The tendrils of love reach out for me as I try to run away, but they reach out and pull me back. There are moments when the fear of loosing you due to my anxious disorder, overwhelms me, but your strong hands reach for me and your sweet whispers remind me of the vow you made that crisp winter day. The strength of the promise to stand by my side no matter what the future brings grows more and more with each passing day. The anxiety that wells within me subsides as you pull me tightly into your chest and rock me gently to the soothing rhythm of your breath. As warm tears slide down my cheeks you lift my face to yours and kiss them away. The cool traces of your lips burn my skin and I close my eyes with longing. The reassurance of your touch resounds through my bones and lite a fire within my soul. Your belief in my character is unparalleled and it makes me long to be the woman you see within me. You remind me that God placed a passion for life in my spirit and with it living and breathing inside me there is nothing I cannot do. I will not let you down and I whisper into your ear,
“Thank you for reminding me.”
The strength to fight on is inside all of us. Never give up.
I believe a common misconception in this day and age, is that love is a feeling, and once you have that feeling the world will be butterflies and rainbows forever. That loves means we will never have to put forth any effort to continue the passion with our partner. Now, I do not claim to be an expert by any means. I have only been married for 20 months. I am still growing and learning about true and honest love. However, I believe that marriage can be compared to the waves in the ocean. There are wonderful times where both parties feel connected and satisfied, and there are times where there is conflict and tension that leads to a disconnect. These times of conflict does not reflect an unhealthy marriage.

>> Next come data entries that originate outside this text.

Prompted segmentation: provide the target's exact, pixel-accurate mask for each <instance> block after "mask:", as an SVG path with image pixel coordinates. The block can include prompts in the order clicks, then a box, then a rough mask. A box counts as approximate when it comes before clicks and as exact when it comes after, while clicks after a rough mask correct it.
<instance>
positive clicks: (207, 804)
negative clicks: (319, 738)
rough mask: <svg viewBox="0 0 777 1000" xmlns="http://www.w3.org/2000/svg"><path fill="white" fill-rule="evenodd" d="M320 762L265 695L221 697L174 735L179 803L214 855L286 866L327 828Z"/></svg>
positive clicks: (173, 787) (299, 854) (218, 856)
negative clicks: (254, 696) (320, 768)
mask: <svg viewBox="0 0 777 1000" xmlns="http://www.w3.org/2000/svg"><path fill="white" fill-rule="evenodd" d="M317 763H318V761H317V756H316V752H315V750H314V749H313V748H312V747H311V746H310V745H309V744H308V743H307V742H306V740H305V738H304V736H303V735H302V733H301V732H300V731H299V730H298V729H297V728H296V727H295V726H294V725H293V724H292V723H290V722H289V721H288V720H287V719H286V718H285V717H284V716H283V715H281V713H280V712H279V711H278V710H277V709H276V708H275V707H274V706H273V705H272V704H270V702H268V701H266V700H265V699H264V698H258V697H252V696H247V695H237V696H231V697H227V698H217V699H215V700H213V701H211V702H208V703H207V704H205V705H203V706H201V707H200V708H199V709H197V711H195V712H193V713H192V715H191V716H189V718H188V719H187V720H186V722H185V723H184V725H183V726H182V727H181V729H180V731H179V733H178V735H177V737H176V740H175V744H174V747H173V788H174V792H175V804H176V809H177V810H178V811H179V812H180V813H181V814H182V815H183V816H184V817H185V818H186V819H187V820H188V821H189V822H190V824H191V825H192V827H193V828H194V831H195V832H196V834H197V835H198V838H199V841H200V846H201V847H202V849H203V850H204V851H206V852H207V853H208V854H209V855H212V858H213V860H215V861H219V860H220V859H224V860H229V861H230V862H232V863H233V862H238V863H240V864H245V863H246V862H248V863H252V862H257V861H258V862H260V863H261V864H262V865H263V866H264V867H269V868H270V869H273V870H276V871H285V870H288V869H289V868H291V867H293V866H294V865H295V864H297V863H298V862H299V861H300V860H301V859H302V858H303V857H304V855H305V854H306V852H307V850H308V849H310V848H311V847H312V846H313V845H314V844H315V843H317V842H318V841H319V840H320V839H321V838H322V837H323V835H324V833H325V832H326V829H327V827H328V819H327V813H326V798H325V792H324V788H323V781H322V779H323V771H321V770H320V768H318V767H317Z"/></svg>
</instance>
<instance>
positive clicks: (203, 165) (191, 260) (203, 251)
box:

In fact, I believe these times are a sign of a healthy one, as long as both spouses work through it as a team.
Over these past 20 months, I have learned a lot about myself and what I thought love was. I said I understood love was difficult, I knew it wasn’t going to be easy and carefree all the time. However, when my husband, whom I adore, and I reached difficult times where we struggled to stay connected, the full weight of “it’s not going to be easy” struck me. We have found our most difficult times are when we are lost in our daily routines. Those times when we go through the motions of our day and neglect to get outside of our comfort zones to show each other how much we truly care.
These times of tension and discomfort, are the times when my husband and I grow the most. To get beyond the friction, we are forced to examine ourselves and discover areas where we can improve upon that will allow us to become a better partner. Often times I compare these trials to a rock being polished. For the rock to become smooth and desirable, it must undergo pressure and refinement. That is exactly true for a marriage. If a couple was to stay stagnant, and be without tension or conflict, then they could never grow stronger. Again, this could be comparable to muscles. The only way for muscles to become stronger is to push, stretch and lift them until they bulk up. A marriage without strengthening will crumble when difficulties arise. I do not want to be one of those who crumble.
Marriage is a beautiful design for two people to merge their lives into one. It is not easy, but once we reach the other side of tension and find ourselves back into an easy flow, we all become stronger and closer.